Bonding and setting up

CHAPTER 6 Bonding and setting up

Since the Tip-Edge appliance is preadjusted, with a torque and tip prescription incorporated in each attachment, it follows that it should be set up just like any other straight-wire appliance. In this, the reader is referred to the work of Dr Lawrence Andrews, who was the originator of the preadjusted appliance and so defined the optimal bonding position for his crown related system.1,2 This was designed around the best achievable reproducibility in bracket placement, based on easily visualized objectives, resulting in torque delivery that would prove consistent, irrespective of the size of the crown.

Bracket placement

A mid-crown position is therefore recommended for routine bonding. Each bracket should be aligned with its vertical axis parallel with the long axis of the tooth, and at the mid-point of the crown mesio-distally. The height of the bracket should be at the vertical mid-point of the fully erupted clinical crown (Fig. 6.1). All three dimensions are critical to an accurate end result, as with any preadjusted appliance, so that great care is required at the setting up visit.

Being a considerably smaller bracket than a Siamese twin type has aesthetic advantages, but also makes the accurate placement of the Tip-Edge bracket rather more difficult, particularly on large clinical crowns. For this reason, Tip-Edge brackets are supplied with the option of plastic jigs. Not only do these provide ready ‘sight lines’ for the correct angulation of each bracket, but they also make the brackets much easier to handle with conventional bonding tweezers.
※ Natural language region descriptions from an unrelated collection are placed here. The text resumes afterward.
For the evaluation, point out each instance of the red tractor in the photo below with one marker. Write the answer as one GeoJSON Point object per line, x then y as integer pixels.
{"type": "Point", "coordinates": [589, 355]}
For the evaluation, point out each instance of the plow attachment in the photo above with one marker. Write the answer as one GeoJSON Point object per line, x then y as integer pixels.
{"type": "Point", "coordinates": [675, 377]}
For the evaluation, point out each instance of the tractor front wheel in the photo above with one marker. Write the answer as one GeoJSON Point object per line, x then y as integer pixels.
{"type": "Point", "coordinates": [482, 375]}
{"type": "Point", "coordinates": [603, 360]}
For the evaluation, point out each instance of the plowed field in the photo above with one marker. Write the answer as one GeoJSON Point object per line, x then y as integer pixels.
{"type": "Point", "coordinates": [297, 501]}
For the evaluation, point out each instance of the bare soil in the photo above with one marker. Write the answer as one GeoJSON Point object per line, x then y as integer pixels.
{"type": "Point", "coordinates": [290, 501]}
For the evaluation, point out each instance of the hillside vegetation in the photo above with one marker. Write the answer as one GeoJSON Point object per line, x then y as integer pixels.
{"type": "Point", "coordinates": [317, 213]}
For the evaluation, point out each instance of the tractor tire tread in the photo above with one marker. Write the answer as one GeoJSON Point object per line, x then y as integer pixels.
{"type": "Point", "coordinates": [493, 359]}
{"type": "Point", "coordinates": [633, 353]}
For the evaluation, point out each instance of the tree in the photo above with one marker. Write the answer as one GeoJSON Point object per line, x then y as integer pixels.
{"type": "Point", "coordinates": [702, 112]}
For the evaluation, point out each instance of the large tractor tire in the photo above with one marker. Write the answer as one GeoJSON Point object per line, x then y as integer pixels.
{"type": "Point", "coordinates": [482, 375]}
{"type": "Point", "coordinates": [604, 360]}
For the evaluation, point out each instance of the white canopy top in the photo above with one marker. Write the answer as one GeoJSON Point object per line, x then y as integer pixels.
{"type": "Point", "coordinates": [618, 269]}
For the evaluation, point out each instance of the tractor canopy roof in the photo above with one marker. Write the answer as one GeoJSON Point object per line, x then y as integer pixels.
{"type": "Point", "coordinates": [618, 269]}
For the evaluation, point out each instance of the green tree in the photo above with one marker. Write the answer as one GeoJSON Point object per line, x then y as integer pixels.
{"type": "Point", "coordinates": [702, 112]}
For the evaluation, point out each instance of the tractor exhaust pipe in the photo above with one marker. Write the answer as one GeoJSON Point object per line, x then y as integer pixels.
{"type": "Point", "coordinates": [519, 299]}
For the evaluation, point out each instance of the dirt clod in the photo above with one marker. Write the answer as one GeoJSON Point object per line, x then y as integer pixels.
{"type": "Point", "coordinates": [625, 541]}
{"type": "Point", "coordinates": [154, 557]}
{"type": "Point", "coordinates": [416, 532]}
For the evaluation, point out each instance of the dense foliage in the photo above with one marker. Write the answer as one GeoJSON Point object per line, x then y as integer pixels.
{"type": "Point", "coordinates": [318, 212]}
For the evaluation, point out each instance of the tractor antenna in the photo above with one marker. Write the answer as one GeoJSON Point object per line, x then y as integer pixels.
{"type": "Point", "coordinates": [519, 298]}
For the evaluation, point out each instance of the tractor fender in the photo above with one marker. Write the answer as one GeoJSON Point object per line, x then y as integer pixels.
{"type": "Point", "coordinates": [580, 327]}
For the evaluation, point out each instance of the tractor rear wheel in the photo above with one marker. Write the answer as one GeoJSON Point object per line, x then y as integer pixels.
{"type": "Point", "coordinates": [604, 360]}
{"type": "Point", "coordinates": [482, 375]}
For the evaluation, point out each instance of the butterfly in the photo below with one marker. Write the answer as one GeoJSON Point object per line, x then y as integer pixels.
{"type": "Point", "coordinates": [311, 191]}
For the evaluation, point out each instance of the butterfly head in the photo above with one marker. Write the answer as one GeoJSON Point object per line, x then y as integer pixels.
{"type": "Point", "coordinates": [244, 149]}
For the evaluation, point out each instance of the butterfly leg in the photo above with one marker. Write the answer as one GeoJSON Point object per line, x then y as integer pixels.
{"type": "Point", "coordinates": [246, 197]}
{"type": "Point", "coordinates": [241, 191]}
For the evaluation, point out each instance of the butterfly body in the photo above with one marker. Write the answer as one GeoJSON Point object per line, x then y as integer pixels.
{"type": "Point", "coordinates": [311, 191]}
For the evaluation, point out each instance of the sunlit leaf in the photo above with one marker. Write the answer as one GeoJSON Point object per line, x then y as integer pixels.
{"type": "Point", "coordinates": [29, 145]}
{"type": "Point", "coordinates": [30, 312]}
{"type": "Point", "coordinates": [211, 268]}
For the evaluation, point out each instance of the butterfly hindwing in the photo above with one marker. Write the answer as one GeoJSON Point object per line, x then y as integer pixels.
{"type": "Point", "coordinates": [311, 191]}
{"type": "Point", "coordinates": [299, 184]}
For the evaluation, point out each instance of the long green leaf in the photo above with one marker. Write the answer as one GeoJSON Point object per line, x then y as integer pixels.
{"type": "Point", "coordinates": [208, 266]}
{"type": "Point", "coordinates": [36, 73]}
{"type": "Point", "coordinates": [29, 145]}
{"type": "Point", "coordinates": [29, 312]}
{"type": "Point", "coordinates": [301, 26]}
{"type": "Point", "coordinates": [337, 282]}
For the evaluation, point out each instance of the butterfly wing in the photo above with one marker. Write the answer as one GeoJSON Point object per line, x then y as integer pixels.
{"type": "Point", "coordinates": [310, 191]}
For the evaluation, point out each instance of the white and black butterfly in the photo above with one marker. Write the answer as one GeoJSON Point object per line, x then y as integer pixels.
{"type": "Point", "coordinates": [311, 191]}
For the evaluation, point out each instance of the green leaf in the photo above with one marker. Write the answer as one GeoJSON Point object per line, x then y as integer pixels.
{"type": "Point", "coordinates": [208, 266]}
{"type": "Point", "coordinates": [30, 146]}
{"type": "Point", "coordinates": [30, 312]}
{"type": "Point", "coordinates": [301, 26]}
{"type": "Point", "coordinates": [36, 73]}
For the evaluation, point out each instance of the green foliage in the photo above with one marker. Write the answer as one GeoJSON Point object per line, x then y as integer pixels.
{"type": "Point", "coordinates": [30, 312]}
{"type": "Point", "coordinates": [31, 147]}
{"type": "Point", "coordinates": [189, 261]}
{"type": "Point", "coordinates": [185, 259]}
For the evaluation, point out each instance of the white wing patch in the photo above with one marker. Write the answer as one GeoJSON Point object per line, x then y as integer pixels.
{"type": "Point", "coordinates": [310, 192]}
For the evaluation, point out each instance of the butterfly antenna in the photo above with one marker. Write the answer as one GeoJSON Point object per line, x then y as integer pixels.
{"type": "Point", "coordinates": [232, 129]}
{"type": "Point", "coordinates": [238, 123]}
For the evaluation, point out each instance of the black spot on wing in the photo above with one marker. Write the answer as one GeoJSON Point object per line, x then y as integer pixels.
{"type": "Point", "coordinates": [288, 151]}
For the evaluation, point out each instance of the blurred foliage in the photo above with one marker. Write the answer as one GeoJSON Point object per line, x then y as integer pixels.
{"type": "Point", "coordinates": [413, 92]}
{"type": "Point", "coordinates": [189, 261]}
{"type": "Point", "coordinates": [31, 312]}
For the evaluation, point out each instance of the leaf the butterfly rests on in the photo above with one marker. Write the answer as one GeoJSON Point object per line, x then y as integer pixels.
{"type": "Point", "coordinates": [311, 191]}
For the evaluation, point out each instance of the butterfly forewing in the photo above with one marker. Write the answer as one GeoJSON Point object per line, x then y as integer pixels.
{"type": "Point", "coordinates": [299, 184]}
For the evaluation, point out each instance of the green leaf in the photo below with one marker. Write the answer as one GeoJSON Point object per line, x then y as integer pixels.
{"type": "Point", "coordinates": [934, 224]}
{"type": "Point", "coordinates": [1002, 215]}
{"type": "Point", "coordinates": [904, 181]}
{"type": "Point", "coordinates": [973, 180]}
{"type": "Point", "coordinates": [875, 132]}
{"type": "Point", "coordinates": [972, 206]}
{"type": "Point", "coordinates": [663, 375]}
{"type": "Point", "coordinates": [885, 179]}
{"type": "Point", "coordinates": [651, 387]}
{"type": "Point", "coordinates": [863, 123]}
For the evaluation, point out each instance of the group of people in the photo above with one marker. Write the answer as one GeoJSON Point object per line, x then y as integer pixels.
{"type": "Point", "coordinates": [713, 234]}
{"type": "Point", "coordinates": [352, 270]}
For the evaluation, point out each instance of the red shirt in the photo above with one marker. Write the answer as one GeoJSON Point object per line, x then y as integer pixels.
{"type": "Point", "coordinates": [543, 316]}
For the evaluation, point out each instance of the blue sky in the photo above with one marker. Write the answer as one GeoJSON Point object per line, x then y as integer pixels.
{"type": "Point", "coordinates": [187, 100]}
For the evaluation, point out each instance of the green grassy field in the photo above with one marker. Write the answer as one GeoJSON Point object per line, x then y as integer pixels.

Previously, the jigs were produced only in ‘L-shaped’ form, which prescribes a fixed bonding height for each bracket from the incisal edge or tip, as denoted by the colour coding (Fig. 6.2). While this may have been appropriate for the Begg appliance, it is at variance with the requirements of a preadjusted appliance, in which the measurement of the mid-crown point to the incisal edge will vary according to the overall size of the crown. The L-shaped jigs are still available, but the more recently introduced Universal jigs are a better option (Fig. 6.3). These can easily be aligned up the long axis of the tooth, while the mid-crown height can be gauged by eye (Fig. 6.4). On a normally shaped incisor, correct angulation up the long axis will result in the incisal tie wing being parallel to the incisal edge of the crown.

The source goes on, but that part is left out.